Cependant, puisque tout le monde peut librement subir un tort dans ce qui lui
est dû, si une des parties sait que l’autre est serve, le mariage est néanmoins
valide. De même, il y a dans le mariage une obligation égale des deux côtés
pour s’acquitter de la dette, et aucune partie ne peut exiger de l’autre une
plus grande obligation que celle à laquelle elle est tenue. Donc, si un serf se
marie à une serve, pensant qu’elle est libre, le mariage ne peut être rendu
invalide. Il est par conséquent évident que la servitude n’est un empêchement
au mariage que quand elle est inconnue de l’autre partie, même si celle-ci est
dans une condition libre. Ainsi rien n’empêche le mariage entre serfs, ou même
entre un homme libre et une serve.
Objection
N°2. Ce qui est contre nature ne peut pas empêcher ce qui est conforme à la
nature. Or, la servitude est contre nature, parce que, comme le dit saint
Grégoire (Past., part. 2, chap. 6) il est contre
nature que l’homme veuille dominer sur son semblable. Ce qui est encore évident
d’après ce qui a été dit à l’homme (Gen., chap. 1) de commander aux poissons de la mer,
etc. et non de commander à l’homme. La servitude ne peut donc pas empêcher le
mariage qui est une chose naturelle.
Réponse
à l’objection N°2 : Rien n’empêche qu’une chose soit contraire à la nature
quant à sa première intention, sans lui être contraire quant à sa seconde
intention. Ainsi toute corruption, tout défaut, la vieillesse est-même est contre nature, comme le dit Aristote (De cœlo, liv.

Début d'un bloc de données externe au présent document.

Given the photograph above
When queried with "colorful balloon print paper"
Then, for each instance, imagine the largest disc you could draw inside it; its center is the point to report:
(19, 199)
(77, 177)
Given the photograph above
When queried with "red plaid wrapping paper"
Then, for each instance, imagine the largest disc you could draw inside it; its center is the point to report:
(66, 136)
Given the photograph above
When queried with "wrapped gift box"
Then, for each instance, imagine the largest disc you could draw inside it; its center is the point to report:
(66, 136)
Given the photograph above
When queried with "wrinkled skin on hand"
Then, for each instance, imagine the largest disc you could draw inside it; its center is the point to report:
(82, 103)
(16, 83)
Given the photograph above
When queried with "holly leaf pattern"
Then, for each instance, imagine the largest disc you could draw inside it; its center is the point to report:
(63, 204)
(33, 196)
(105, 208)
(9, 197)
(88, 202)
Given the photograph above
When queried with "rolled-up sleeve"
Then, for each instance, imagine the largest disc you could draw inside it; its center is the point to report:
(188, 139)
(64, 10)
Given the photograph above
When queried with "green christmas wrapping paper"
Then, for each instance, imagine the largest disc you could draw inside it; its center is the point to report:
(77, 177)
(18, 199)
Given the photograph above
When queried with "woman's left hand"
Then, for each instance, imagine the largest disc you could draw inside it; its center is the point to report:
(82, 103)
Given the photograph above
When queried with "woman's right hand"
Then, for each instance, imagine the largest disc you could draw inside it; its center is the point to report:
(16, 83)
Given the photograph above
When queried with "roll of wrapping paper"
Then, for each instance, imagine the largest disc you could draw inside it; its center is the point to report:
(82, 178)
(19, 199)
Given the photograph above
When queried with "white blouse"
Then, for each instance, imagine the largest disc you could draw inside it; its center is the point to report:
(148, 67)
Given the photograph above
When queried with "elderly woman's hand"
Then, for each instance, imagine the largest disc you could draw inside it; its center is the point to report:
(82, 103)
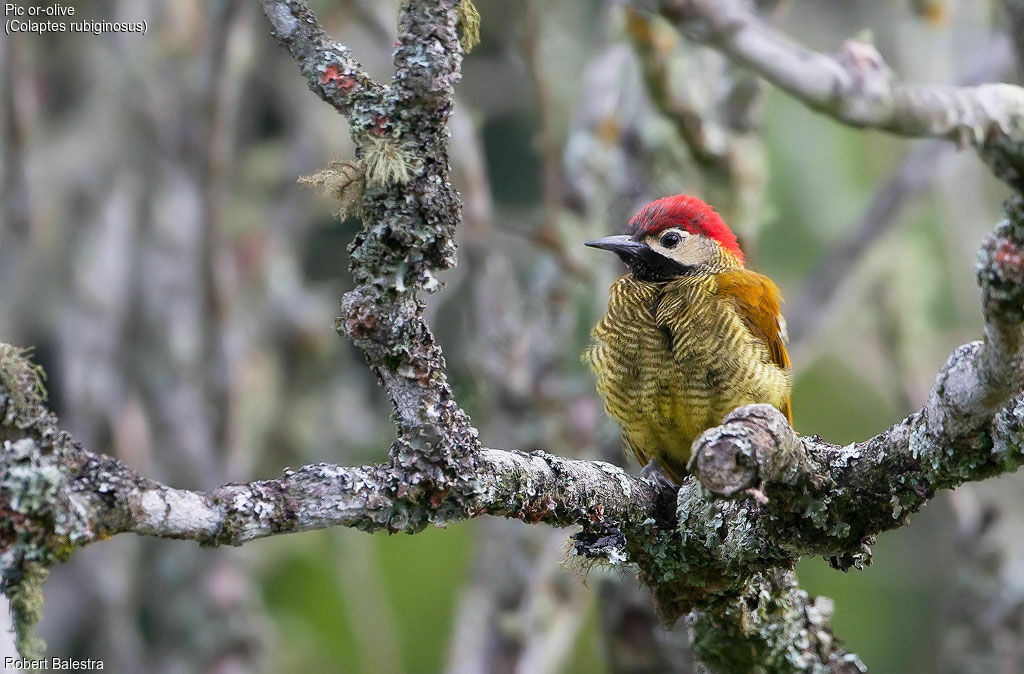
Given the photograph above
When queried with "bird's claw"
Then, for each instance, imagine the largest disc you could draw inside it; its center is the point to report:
(652, 472)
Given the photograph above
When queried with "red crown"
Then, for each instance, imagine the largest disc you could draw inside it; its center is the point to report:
(689, 213)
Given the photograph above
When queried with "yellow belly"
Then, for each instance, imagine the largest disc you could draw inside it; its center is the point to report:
(671, 362)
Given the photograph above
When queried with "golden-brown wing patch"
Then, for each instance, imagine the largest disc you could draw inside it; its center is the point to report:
(757, 299)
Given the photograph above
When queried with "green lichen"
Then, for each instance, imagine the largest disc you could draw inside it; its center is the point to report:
(342, 182)
(469, 26)
(22, 381)
(27, 609)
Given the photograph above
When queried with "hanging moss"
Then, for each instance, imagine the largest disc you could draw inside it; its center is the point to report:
(27, 611)
(469, 26)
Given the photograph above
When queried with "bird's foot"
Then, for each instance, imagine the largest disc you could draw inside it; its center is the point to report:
(653, 473)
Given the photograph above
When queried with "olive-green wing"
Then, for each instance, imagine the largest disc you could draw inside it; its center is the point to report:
(757, 299)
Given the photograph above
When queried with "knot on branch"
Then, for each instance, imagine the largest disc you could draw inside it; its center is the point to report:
(754, 446)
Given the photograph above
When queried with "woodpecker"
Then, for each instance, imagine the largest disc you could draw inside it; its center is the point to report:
(690, 334)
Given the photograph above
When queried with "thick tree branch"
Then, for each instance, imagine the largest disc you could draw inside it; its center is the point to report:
(856, 87)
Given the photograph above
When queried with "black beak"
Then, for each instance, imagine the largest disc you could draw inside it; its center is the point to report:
(626, 247)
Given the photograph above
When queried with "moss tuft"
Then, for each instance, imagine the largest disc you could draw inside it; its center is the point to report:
(342, 182)
(22, 380)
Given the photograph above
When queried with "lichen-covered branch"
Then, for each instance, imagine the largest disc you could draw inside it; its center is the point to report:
(855, 86)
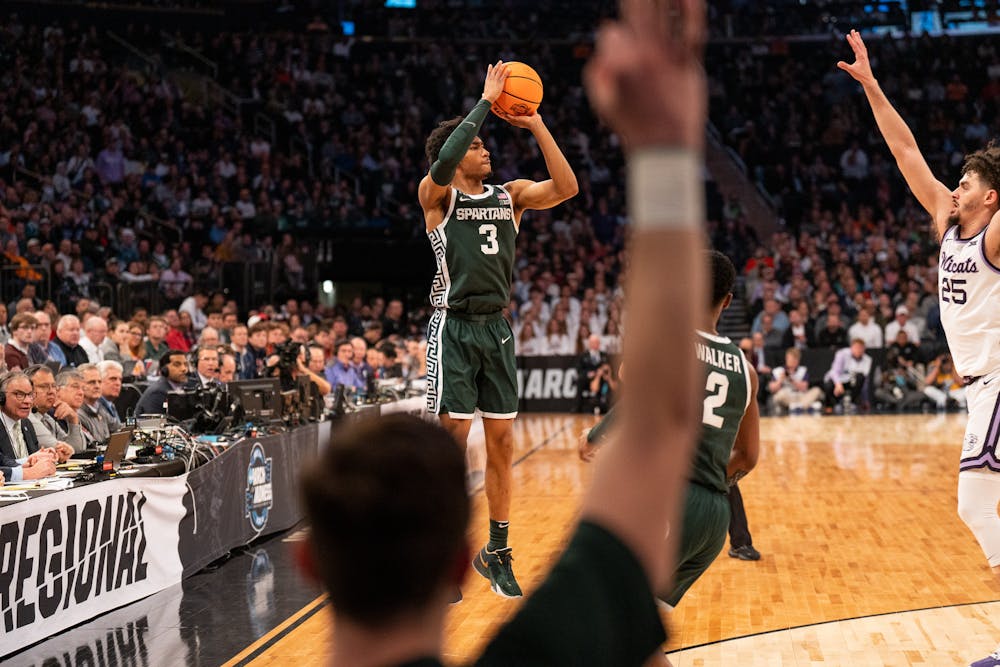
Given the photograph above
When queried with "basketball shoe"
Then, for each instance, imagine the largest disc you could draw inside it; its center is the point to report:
(496, 566)
(992, 660)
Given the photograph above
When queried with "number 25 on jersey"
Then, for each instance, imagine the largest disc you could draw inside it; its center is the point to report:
(953, 291)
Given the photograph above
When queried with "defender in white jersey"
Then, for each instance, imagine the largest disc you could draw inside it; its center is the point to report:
(968, 225)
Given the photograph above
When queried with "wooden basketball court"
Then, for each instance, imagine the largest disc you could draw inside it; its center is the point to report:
(865, 561)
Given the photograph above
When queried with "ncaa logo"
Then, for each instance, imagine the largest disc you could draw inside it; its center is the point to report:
(259, 495)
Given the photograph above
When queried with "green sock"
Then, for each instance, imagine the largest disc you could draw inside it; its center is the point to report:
(498, 535)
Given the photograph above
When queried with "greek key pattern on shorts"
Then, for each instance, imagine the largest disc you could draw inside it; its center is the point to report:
(987, 457)
(434, 330)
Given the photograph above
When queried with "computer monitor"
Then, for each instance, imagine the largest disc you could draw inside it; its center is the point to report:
(259, 400)
(117, 447)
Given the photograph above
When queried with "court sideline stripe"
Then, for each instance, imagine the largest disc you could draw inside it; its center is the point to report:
(255, 650)
(819, 623)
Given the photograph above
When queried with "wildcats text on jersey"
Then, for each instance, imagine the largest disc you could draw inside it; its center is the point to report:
(719, 358)
(484, 214)
(949, 264)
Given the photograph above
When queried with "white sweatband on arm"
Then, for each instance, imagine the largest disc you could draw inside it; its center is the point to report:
(666, 189)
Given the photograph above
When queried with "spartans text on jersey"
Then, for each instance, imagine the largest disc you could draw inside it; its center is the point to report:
(484, 214)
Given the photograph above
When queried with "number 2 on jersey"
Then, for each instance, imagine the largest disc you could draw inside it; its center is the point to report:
(490, 232)
(717, 387)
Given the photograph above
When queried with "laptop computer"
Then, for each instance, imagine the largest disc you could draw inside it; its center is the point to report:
(114, 454)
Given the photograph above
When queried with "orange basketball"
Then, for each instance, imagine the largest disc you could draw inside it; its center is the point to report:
(522, 91)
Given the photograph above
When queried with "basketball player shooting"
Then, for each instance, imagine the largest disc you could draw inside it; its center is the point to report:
(472, 228)
(967, 226)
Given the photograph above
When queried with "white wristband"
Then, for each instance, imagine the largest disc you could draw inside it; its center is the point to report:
(666, 189)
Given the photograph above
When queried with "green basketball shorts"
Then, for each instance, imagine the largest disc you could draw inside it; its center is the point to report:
(470, 364)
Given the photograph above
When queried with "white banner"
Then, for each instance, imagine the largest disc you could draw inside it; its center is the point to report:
(74, 555)
(141, 634)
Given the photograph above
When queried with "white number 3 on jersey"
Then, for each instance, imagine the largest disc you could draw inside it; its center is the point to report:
(490, 232)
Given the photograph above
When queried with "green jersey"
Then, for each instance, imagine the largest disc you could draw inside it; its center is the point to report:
(727, 397)
(474, 250)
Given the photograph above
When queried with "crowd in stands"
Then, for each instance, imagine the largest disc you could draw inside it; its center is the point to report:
(122, 157)
(855, 259)
(116, 149)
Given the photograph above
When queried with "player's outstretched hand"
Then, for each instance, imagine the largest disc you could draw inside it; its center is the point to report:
(861, 68)
(646, 79)
(526, 122)
(496, 75)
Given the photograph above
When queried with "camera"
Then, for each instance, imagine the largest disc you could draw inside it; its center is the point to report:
(288, 362)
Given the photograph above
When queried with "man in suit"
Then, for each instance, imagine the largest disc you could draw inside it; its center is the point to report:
(111, 388)
(20, 456)
(54, 421)
(92, 417)
(206, 367)
(173, 377)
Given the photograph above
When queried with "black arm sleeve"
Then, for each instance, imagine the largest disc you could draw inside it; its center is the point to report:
(443, 169)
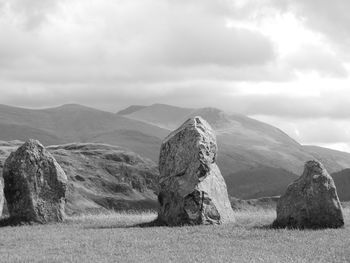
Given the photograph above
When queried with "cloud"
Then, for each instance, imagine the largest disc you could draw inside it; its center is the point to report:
(283, 59)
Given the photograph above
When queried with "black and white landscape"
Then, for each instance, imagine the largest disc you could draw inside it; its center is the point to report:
(174, 131)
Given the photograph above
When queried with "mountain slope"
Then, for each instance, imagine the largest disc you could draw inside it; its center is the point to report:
(245, 143)
(342, 181)
(246, 146)
(76, 123)
(101, 177)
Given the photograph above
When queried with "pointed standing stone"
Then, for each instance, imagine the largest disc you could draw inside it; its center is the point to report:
(35, 184)
(311, 201)
(192, 189)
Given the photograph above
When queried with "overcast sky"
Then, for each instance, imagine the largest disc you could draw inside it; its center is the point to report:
(285, 62)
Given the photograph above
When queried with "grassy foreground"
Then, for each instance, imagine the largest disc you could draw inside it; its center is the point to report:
(115, 238)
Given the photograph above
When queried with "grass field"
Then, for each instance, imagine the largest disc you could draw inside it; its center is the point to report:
(115, 238)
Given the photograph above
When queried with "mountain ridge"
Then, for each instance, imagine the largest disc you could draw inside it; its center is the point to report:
(246, 146)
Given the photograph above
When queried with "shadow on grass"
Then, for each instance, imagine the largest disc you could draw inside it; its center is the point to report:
(152, 224)
(15, 221)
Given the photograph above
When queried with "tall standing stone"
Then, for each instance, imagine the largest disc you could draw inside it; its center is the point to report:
(35, 184)
(2, 198)
(311, 201)
(192, 189)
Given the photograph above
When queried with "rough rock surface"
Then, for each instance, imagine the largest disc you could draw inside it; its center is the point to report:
(311, 201)
(2, 198)
(192, 189)
(35, 184)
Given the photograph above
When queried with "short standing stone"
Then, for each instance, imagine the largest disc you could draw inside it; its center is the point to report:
(35, 184)
(192, 189)
(311, 201)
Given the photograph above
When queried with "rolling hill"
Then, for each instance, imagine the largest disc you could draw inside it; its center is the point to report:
(101, 177)
(255, 158)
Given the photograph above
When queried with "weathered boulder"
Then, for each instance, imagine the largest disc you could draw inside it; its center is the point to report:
(2, 198)
(35, 184)
(192, 189)
(311, 201)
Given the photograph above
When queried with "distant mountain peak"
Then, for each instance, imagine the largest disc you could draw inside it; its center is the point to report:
(131, 109)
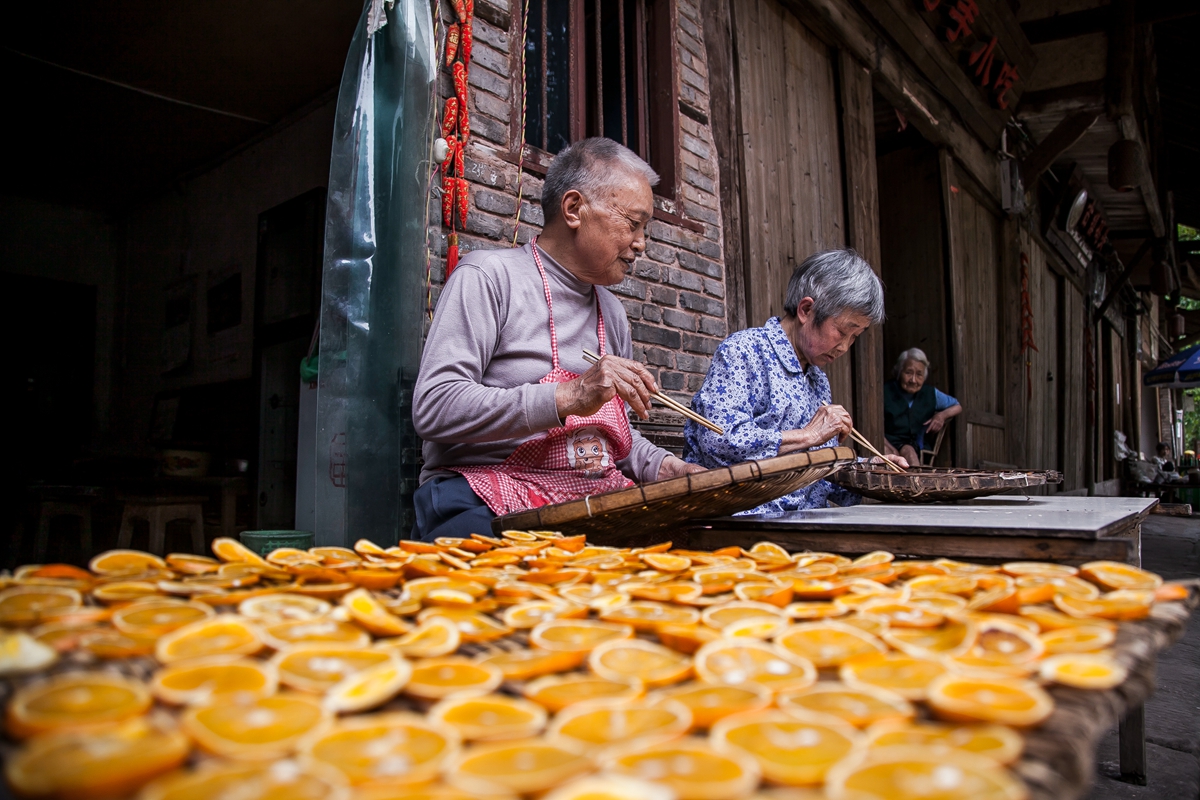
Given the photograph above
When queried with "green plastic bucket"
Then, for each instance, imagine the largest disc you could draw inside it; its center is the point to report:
(264, 541)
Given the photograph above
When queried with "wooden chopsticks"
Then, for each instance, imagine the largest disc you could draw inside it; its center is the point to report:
(861, 439)
(592, 358)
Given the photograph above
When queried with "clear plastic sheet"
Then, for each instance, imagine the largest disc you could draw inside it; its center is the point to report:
(372, 294)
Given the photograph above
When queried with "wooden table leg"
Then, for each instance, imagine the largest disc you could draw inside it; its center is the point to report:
(1132, 743)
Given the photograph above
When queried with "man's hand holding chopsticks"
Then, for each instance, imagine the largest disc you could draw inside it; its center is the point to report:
(605, 379)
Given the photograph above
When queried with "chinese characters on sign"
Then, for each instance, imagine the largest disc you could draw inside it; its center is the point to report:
(994, 73)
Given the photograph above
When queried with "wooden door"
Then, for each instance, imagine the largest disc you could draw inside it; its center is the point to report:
(977, 295)
(792, 174)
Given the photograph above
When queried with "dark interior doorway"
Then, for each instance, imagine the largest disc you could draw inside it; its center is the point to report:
(912, 250)
(291, 240)
(49, 330)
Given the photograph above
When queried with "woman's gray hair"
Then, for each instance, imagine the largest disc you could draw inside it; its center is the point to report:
(588, 166)
(838, 281)
(911, 354)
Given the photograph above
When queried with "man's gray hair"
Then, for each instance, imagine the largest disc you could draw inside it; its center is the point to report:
(911, 354)
(588, 166)
(838, 281)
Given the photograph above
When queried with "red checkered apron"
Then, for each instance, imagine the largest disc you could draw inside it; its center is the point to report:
(567, 463)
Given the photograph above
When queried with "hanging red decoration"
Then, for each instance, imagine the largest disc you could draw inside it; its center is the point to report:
(1027, 342)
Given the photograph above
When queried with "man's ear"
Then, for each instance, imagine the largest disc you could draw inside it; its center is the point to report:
(573, 209)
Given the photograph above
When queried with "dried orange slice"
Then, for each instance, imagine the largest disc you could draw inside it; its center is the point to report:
(232, 551)
(436, 678)
(435, 637)
(647, 615)
(652, 663)
(34, 605)
(756, 627)
(526, 767)
(394, 750)
(369, 687)
(473, 626)
(1084, 671)
(1048, 618)
(901, 614)
(904, 674)
(907, 773)
(1006, 642)
(1120, 605)
(365, 609)
(1013, 702)
(753, 662)
(222, 635)
(595, 728)
(21, 653)
(75, 701)
(319, 667)
(268, 727)
(556, 692)
(327, 631)
(1039, 589)
(535, 612)
(666, 563)
(718, 617)
(691, 768)
(265, 781)
(789, 750)
(490, 717)
(995, 741)
(828, 644)
(204, 680)
(125, 563)
(955, 637)
(282, 607)
(611, 787)
(859, 707)
(576, 636)
(523, 665)
(95, 764)
(773, 593)
(814, 609)
(712, 702)
(155, 618)
(687, 638)
(1115, 575)
(1084, 638)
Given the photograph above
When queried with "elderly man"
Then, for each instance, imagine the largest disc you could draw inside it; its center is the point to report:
(511, 415)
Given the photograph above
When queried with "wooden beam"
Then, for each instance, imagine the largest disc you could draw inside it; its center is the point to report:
(1125, 276)
(1065, 134)
(862, 198)
(900, 84)
(721, 48)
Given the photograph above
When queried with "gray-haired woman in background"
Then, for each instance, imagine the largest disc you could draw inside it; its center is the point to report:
(766, 386)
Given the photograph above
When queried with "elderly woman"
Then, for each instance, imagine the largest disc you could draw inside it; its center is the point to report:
(912, 408)
(766, 386)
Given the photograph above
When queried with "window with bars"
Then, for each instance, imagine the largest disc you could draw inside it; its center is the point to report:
(604, 67)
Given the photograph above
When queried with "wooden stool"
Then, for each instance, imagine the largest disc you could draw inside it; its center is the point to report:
(157, 512)
(64, 501)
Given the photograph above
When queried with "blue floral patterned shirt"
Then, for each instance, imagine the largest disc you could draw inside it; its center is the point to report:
(755, 390)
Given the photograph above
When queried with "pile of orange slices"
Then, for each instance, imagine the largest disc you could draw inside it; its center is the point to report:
(538, 665)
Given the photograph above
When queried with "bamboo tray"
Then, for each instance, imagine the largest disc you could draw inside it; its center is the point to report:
(933, 485)
(665, 505)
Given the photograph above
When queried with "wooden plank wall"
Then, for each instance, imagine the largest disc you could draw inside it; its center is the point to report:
(791, 162)
(978, 328)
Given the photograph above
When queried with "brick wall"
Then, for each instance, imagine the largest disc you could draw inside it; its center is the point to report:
(675, 296)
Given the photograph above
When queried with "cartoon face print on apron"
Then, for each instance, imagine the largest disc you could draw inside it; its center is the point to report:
(567, 463)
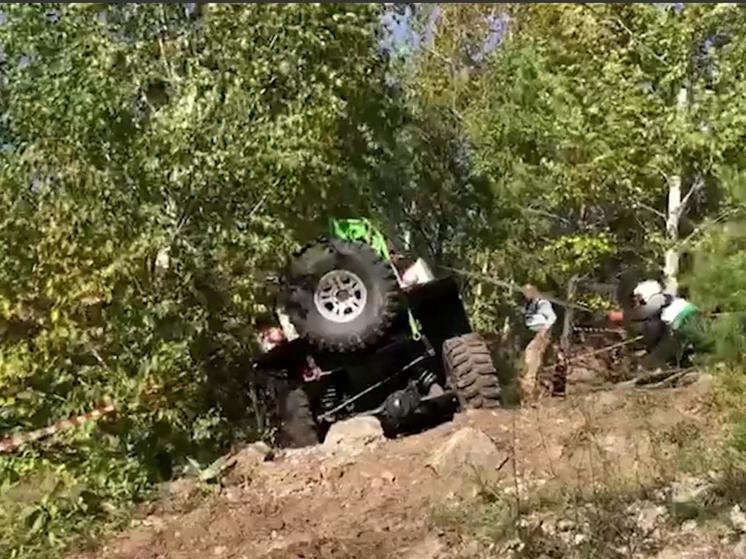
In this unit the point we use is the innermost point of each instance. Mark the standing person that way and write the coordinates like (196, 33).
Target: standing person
(671, 326)
(539, 317)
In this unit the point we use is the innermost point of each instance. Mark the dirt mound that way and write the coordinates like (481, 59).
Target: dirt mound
(378, 504)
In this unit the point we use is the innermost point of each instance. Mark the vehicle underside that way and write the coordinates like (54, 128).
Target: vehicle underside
(359, 337)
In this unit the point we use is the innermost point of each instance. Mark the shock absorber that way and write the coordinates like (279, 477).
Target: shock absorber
(425, 380)
(330, 397)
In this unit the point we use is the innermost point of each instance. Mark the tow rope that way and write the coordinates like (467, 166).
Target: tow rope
(514, 287)
(13, 442)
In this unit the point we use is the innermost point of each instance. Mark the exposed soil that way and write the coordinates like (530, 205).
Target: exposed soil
(378, 504)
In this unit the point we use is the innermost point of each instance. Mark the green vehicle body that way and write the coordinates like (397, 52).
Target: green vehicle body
(362, 229)
(409, 358)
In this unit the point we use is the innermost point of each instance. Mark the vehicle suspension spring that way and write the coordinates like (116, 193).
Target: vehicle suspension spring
(426, 379)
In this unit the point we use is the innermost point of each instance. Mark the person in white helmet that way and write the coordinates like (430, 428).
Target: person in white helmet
(669, 324)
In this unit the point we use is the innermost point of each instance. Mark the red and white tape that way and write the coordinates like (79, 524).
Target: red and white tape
(13, 442)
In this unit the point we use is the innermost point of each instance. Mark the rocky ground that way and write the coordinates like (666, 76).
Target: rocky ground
(623, 473)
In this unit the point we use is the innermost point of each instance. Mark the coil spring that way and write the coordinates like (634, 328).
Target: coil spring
(426, 380)
(330, 397)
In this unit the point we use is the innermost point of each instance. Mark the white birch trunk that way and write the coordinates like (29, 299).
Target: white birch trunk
(673, 216)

2, text. 37), parce que la nature a pour but l’être
et la perfection ; cependant ces choses ne sont pas contraires à la seconde
intention de la nature, parce que du moment que la nature ne peut conserver
l’être dans un individu, elle le conserve dans un autre qui naît de la
corruption d’un troisième, et quand elle ne peut pas mener un individu à une
perfection plus grande, elle s’arrête à une moindre, comme quand elle ne peut pas
faire un mâle, elle fait une femelle qui est un mâle imparfait selon
l’expression d’Aristote (De an., liv.
10, seu De gener. anim., liv. 2, chap. 3
ad fin.). De même je dis aussi que la servitude est contre l’intention première
de la nature, mais non contre la seconde. Car le but de la raison naturelle et
ce que veut la nature, c’est que chacun soit bon. Mais du moment que l’on
pèche, la nature veut aussi que l’on reçoive la peine de sa faute, et c’est
ainsi que la servitude a été introduite en punition du péché. D’ailleurs il ne
répugne pas qu’une chose naturelle soit de la sorte empêchée par ce qui est
contre nature. Car le mariage est ainsi empêché par l’impuissance qui est
contre nature de la manière dont nous venons de le dire.
Objection
N°3. Si elle est un empêchement, cet empêchement est de droit naturel ou de
droit positif. Or, il n’est pas de droit naturel, parce que d’après le droit
naturel tous les hommes sont égaux, comme le dit saint Grégoire (loc. cit.), et au commencement des
Digestes (l. Manumissionis,
f. De just. et jure) il est
dit aussi que la servitude n’est pas de droit naturel. Le droit positif descend
aussi du droit naturel, selon la pensée de Cicéron, (De invent., liv. 2, aliquant. antè fin.). La
servitude ne peut donc empêcher le mariage d’après aucun droit.
Réponse
à l’objection N°3 : Le droit naturel proclame qu’on doit infliger la peine pour
la faute, et que personne ne doit être puni sans avoir péché ; mais c’est au
droit positif à déterminer la peine selon la condition de la personne et de la
faute. C’est pourquoi la servitude, qui est une peine déterminée, est de droit
positif et part du droit naturel, comme ce qui est déterminé vient de ce qui
est indéterminé, et c’est aussi d’après une détermination du droit positif que
la servitude qu’on ignore empêche le mariage, dans la crainte qu’on ne soit
puni sans être coupable. Car c’est une peine pour une femme d’avoir pour mari
un serf, et réciproquement.
Objection
N°4. Ce qui empêche le mariage l’empêche également, soit qu’on le sache, soit
qu’on l’ignore, comme on le voit à l’égard de la consanguinité. Or, la
servitude de l’un quand elle est connue par l’autre n’empêche pas le mariage.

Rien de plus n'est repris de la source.